Schutzsuchende müssen sich demzufolge entscheiden, ob sie überhaupt Eilrechtsschutz beantragen. Wird dem Antrag stattgegeben, beginnt die Überstellungsfrist erst mit Rechtskraft der Entscheidung in der Hauptsache zu laufen. Bis dahin haben sie keinen Anspruch auf eine inhaltliche Prüfung ihres Schutzbegehrens, gegebenenfalls also über Jahre hin nicht.

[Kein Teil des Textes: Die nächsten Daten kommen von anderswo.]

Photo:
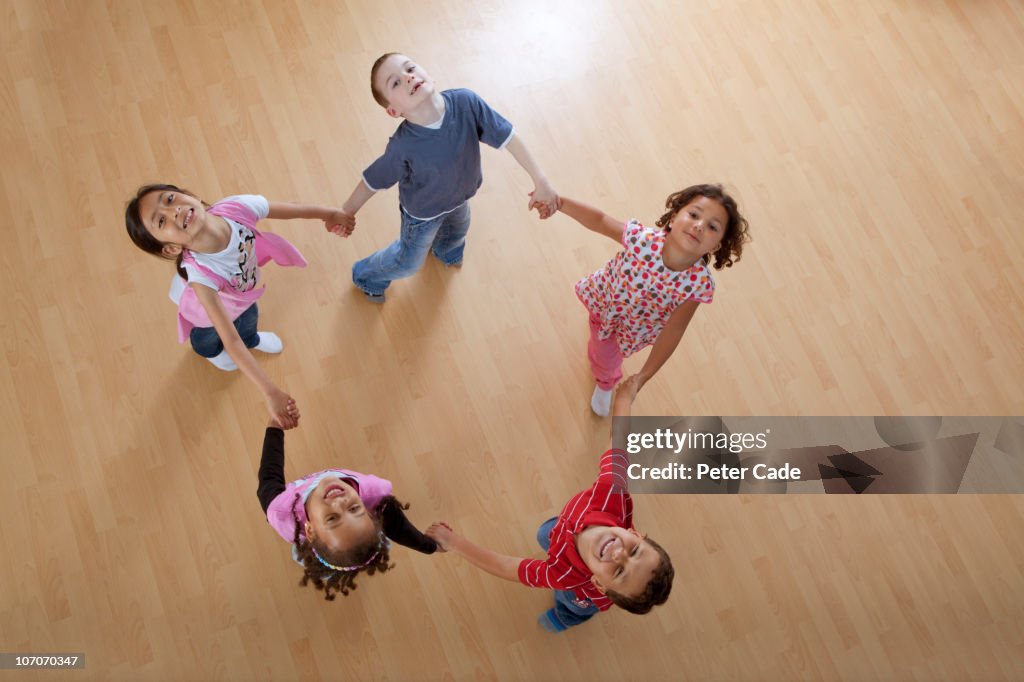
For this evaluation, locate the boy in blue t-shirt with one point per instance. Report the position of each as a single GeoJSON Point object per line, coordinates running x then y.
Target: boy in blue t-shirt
{"type": "Point", "coordinates": [434, 156]}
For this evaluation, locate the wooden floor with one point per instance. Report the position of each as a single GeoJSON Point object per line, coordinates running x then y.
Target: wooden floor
{"type": "Point", "coordinates": [877, 147]}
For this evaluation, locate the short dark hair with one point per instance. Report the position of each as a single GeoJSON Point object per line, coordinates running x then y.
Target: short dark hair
{"type": "Point", "coordinates": [737, 231]}
{"type": "Point", "coordinates": [657, 589]}
{"type": "Point", "coordinates": [378, 95]}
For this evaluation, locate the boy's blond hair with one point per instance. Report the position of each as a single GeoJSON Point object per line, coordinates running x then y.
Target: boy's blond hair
{"type": "Point", "coordinates": [378, 95]}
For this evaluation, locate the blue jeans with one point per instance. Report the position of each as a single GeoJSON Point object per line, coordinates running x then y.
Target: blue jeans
{"type": "Point", "coordinates": [444, 236]}
{"type": "Point", "coordinates": [568, 611]}
{"type": "Point", "coordinates": [207, 343]}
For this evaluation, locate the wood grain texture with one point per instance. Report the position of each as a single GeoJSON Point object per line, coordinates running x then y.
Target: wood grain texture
{"type": "Point", "coordinates": [877, 148]}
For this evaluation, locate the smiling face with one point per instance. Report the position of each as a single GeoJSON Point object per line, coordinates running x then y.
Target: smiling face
{"type": "Point", "coordinates": [621, 560]}
{"type": "Point", "coordinates": [337, 516]}
{"type": "Point", "coordinates": [403, 84]}
{"type": "Point", "coordinates": [697, 228]}
{"type": "Point", "coordinates": [173, 218]}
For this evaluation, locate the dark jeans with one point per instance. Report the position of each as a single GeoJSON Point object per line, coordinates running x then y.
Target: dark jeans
{"type": "Point", "coordinates": [568, 611]}
{"type": "Point", "coordinates": [207, 343]}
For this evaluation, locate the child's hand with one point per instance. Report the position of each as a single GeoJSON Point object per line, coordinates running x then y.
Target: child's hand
{"type": "Point", "coordinates": [545, 210]}
{"type": "Point", "coordinates": [283, 409]}
{"type": "Point", "coordinates": [441, 534]}
{"type": "Point", "coordinates": [340, 223]}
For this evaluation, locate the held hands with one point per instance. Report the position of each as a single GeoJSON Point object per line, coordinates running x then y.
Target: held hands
{"type": "Point", "coordinates": [283, 409]}
{"type": "Point", "coordinates": [340, 223]}
{"type": "Point", "coordinates": [545, 200]}
{"type": "Point", "coordinates": [441, 534]}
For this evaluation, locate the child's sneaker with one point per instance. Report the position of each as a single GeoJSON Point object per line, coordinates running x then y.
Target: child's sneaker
{"type": "Point", "coordinates": [269, 343]}
{"type": "Point", "coordinates": [373, 298]}
{"type": "Point", "coordinates": [223, 361]}
{"type": "Point", "coordinates": [550, 623]}
{"type": "Point", "coordinates": [600, 401]}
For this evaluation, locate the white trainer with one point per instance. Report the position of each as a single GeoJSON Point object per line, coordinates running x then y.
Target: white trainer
{"type": "Point", "coordinates": [269, 343]}
{"type": "Point", "coordinates": [600, 402]}
{"type": "Point", "coordinates": [223, 361]}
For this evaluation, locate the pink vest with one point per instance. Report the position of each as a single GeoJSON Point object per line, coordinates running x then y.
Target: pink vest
{"type": "Point", "coordinates": [268, 247]}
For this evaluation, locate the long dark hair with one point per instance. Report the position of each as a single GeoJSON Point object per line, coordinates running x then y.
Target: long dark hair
{"type": "Point", "coordinates": [140, 237]}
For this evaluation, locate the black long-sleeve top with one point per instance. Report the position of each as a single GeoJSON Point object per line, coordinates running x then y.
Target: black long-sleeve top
{"type": "Point", "coordinates": [271, 483]}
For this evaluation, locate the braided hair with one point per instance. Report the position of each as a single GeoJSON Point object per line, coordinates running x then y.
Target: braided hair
{"type": "Point", "coordinates": [335, 571]}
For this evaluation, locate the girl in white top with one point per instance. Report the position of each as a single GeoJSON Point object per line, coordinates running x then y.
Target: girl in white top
{"type": "Point", "coordinates": [218, 251]}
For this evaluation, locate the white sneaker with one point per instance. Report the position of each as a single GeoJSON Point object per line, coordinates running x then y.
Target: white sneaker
{"type": "Point", "coordinates": [269, 343]}
{"type": "Point", "coordinates": [223, 361]}
{"type": "Point", "coordinates": [600, 401]}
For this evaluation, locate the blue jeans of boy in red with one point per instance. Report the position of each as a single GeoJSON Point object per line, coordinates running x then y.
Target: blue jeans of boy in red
{"type": "Point", "coordinates": [568, 611]}
{"type": "Point", "coordinates": [444, 236]}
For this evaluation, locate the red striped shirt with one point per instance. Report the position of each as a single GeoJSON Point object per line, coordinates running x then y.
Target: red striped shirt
{"type": "Point", "coordinates": [607, 502]}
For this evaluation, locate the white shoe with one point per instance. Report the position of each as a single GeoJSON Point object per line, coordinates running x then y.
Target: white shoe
{"type": "Point", "coordinates": [269, 343]}
{"type": "Point", "coordinates": [600, 401]}
{"type": "Point", "coordinates": [223, 361]}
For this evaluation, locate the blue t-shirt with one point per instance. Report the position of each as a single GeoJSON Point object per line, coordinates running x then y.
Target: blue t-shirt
{"type": "Point", "coordinates": [437, 170]}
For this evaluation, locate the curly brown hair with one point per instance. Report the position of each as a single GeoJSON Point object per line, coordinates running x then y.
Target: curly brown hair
{"type": "Point", "coordinates": [657, 589]}
{"type": "Point", "coordinates": [331, 581]}
{"type": "Point", "coordinates": [378, 95]}
{"type": "Point", "coordinates": [736, 231]}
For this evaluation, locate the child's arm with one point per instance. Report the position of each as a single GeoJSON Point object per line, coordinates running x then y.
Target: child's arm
{"type": "Point", "coordinates": [271, 465]}
{"type": "Point", "coordinates": [592, 218]}
{"type": "Point", "coordinates": [335, 220]}
{"type": "Point", "coordinates": [544, 196]}
{"type": "Point", "coordinates": [493, 562]}
{"type": "Point", "coordinates": [360, 195]}
{"type": "Point", "coordinates": [279, 403]}
{"type": "Point", "coordinates": [400, 529]}
{"type": "Point", "coordinates": [667, 341]}
{"type": "Point", "coordinates": [622, 406]}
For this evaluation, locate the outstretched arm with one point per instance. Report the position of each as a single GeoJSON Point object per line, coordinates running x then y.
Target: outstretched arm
{"type": "Point", "coordinates": [497, 564]}
{"type": "Point", "coordinates": [668, 340]}
{"type": "Point", "coordinates": [335, 220]}
{"type": "Point", "coordinates": [360, 195]}
{"type": "Point", "coordinates": [622, 406]}
{"type": "Point", "coordinates": [544, 196]}
{"type": "Point", "coordinates": [271, 465]}
{"type": "Point", "coordinates": [592, 218]}
{"type": "Point", "coordinates": [279, 403]}
{"type": "Point", "coordinates": [400, 529]}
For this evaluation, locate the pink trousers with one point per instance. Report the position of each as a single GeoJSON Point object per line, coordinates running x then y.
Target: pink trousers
{"type": "Point", "coordinates": [605, 357]}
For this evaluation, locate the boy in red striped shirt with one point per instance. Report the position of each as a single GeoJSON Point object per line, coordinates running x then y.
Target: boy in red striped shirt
{"type": "Point", "coordinates": [595, 556]}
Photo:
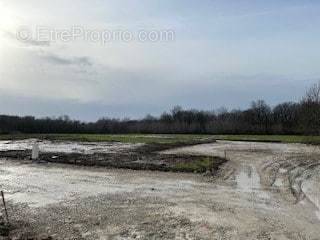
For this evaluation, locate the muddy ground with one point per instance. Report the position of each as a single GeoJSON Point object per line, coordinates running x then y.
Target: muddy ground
{"type": "Point", "coordinates": [264, 191]}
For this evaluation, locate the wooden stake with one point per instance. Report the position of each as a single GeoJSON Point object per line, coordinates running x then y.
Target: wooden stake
{"type": "Point", "coordinates": [5, 207]}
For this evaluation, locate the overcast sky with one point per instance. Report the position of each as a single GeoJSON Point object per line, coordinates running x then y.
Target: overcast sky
{"type": "Point", "coordinates": [223, 53]}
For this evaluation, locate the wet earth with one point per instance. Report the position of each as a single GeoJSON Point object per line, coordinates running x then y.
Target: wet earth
{"type": "Point", "coordinates": [264, 191]}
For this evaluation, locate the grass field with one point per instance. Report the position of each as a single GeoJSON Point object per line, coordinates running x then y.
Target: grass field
{"type": "Point", "coordinates": [165, 138]}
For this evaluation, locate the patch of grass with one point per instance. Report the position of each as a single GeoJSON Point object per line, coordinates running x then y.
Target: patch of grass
{"type": "Point", "coordinates": [201, 165]}
{"type": "Point", "coordinates": [165, 138]}
{"type": "Point", "coordinates": [125, 138]}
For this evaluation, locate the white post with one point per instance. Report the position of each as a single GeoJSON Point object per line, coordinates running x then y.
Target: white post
{"type": "Point", "coordinates": [35, 151]}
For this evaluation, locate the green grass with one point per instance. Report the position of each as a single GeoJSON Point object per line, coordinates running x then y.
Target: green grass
{"type": "Point", "coordinates": [199, 166]}
{"type": "Point", "coordinates": [165, 138]}
{"type": "Point", "coordinates": [126, 138]}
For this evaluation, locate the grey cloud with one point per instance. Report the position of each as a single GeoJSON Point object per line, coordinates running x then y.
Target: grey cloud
{"type": "Point", "coordinates": [27, 42]}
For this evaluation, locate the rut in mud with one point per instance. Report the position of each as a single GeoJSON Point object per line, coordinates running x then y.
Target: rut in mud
{"type": "Point", "coordinates": [264, 191]}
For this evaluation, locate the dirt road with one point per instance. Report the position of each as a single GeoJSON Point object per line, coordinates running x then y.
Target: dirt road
{"type": "Point", "coordinates": [265, 191]}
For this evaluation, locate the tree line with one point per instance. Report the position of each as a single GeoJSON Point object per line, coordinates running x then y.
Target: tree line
{"type": "Point", "coordinates": [301, 117]}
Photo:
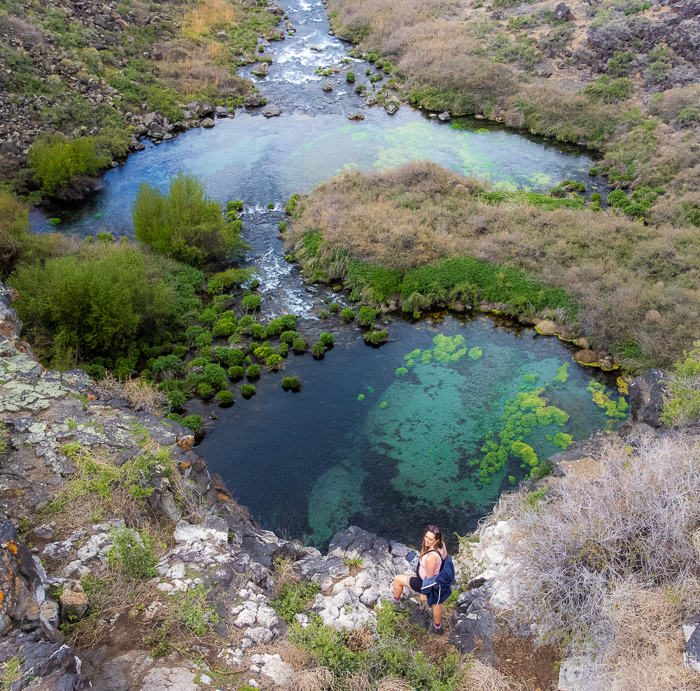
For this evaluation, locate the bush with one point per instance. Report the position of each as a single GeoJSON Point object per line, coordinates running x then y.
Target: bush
{"type": "Point", "coordinates": [235, 372]}
{"type": "Point", "coordinates": [367, 316]}
{"type": "Point", "coordinates": [682, 403]}
{"type": "Point", "coordinates": [193, 423]}
{"type": "Point", "coordinates": [58, 162]}
{"type": "Point", "coordinates": [224, 398]}
{"type": "Point", "coordinates": [251, 302]}
{"type": "Point", "coordinates": [376, 337]}
{"type": "Point", "coordinates": [185, 224]}
{"type": "Point", "coordinates": [135, 552]}
{"type": "Point", "coordinates": [291, 383]}
{"type": "Point", "coordinates": [100, 299]}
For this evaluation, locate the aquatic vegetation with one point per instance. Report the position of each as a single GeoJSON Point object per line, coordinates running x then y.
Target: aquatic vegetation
{"type": "Point", "coordinates": [616, 410]}
{"type": "Point", "coordinates": [224, 398]}
{"type": "Point", "coordinates": [235, 372]}
{"type": "Point", "coordinates": [289, 336]}
{"type": "Point", "coordinates": [376, 337]}
{"type": "Point", "coordinates": [367, 315]}
{"type": "Point", "coordinates": [562, 374]}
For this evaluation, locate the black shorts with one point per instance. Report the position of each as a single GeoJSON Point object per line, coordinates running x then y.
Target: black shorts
{"type": "Point", "coordinates": [415, 583]}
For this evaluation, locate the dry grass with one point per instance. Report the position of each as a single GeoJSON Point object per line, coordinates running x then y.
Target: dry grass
{"type": "Point", "coordinates": [139, 394]}
{"type": "Point", "coordinates": [208, 15]}
{"type": "Point", "coordinates": [199, 67]}
{"type": "Point", "coordinates": [610, 564]}
{"type": "Point", "coordinates": [618, 270]}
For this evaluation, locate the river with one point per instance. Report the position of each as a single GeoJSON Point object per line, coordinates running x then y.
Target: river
{"type": "Point", "coordinates": [364, 442]}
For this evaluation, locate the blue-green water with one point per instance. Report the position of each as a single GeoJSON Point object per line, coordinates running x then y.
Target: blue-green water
{"type": "Point", "coordinates": [374, 438]}
{"type": "Point", "coordinates": [362, 444]}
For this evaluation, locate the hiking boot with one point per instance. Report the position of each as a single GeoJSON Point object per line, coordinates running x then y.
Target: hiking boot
{"type": "Point", "coordinates": [434, 631]}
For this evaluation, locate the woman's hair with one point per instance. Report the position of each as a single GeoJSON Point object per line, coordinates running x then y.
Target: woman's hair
{"type": "Point", "coordinates": [439, 544]}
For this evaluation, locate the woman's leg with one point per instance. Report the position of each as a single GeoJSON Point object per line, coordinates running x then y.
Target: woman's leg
{"type": "Point", "coordinates": [400, 582]}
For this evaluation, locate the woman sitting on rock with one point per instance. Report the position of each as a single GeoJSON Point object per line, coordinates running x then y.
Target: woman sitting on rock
{"type": "Point", "coordinates": [432, 555]}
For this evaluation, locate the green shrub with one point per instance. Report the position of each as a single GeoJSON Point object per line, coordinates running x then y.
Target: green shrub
{"type": "Point", "coordinates": [251, 302]}
{"type": "Point", "coordinates": [235, 372]}
{"type": "Point", "coordinates": [193, 423]}
{"type": "Point", "coordinates": [289, 336]}
{"type": "Point", "coordinates": [185, 224]}
{"type": "Point", "coordinates": [136, 553]}
{"type": "Point", "coordinates": [100, 299]}
{"type": "Point", "coordinates": [620, 64]}
{"type": "Point", "coordinates": [294, 598]}
{"type": "Point", "coordinates": [291, 383]}
{"type": "Point", "coordinates": [57, 162]}
{"type": "Point", "coordinates": [376, 337]}
{"type": "Point", "coordinates": [224, 398]}
{"type": "Point", "coordinates": [367, 315]}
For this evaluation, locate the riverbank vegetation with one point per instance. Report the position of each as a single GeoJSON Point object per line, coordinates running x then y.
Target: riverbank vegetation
{"type": "Point", "coordinates": [598, 566]}
{"type": "Point", "coordinates": [420, 235]}
{"type": "Point", "coordinates": [613, 76]}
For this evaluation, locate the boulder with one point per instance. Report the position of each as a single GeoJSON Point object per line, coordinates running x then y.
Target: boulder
{"type": "Point", "coordinates": [646, 397]}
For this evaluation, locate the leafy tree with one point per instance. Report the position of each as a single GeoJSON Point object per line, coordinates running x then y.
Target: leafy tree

Die Entscheidung wird zur Folge haben, dass viele Schutzsuchende von gerichtlichen Eilverfahren Abstand nehmen. Mit Art. 19 Abs. 4 Grundgesetz (GG) ist dies schwerlich vereinbar, zumal wegen der Auslegung des Begriffs "Rechtsbehelf" in Art. 29 Abs. 1 Dublin III-VO Anlass bestanden hätte, die Frage der Wirkung eines Antrags auf vorläufigen Rechtsschutz dem EuGH vorzulegen, da auch eine andere Rechtsfolge als eine Unterbrechung, namentlich die Hemmung des Fristablaufs, denkbar wird.

Mit der Beantwortung dieser Frage durch das BVerwG war das Verfahren aber noch nicht abgeschlossen. Der Schutzsuchende war ja kurz nach seiner Überstellung nach Italien unerlaubt erneut ins Bundesgebiet eingereist. Dies führte das BVerwG zu der Frage, welche Folgen die unerlaubte Wiedereinreise im Hinblick auf das Dublin-Verfahren hat. Weil die Dublin III-VO insoweit schweigt, zeigt das BVerwG verschiedene Lösungswege auf, überlässt die Auswahl des richtigen aber im Wege der Vorabentscheidung dem EuGH.

Dublin-III nicht mehr effizient und praktikabel

Bis zu einer Antwort des EuGH auf die ihm vorgelegten Fragen gilt, dass in einer vergleichbaren Konstellation aus einem Dublin-Bescheid nicht vollstreckt werden darf, sofern auch nur eine der vom BVerwG aufgezeigten Lösungsansätze zu einer Zuständigkeit Deutschlands für das Asylverfahren des Schutzsuchenden führt. Andernfalls würde möglicherweise gegen Unionsrecht verstoßen.

So klar das BVerwG mit dieser Entscheidung die Defizite der Dublin III-VO aufzeigt und so richtig die Vorlage an den EuGH ist, so schwierig ist es, im Dublin-System noch das zu erkennen, was es sein sollte: Eine effiziente, praktikable Zuständigkeitsregelung.

Der Autor Thomas Oberhäuser ist Rechtsanwalt und Vorsitzender der Arbeitsgemeinschaft Ausländer- und Asylrecht im Deutschen Anwaltverein.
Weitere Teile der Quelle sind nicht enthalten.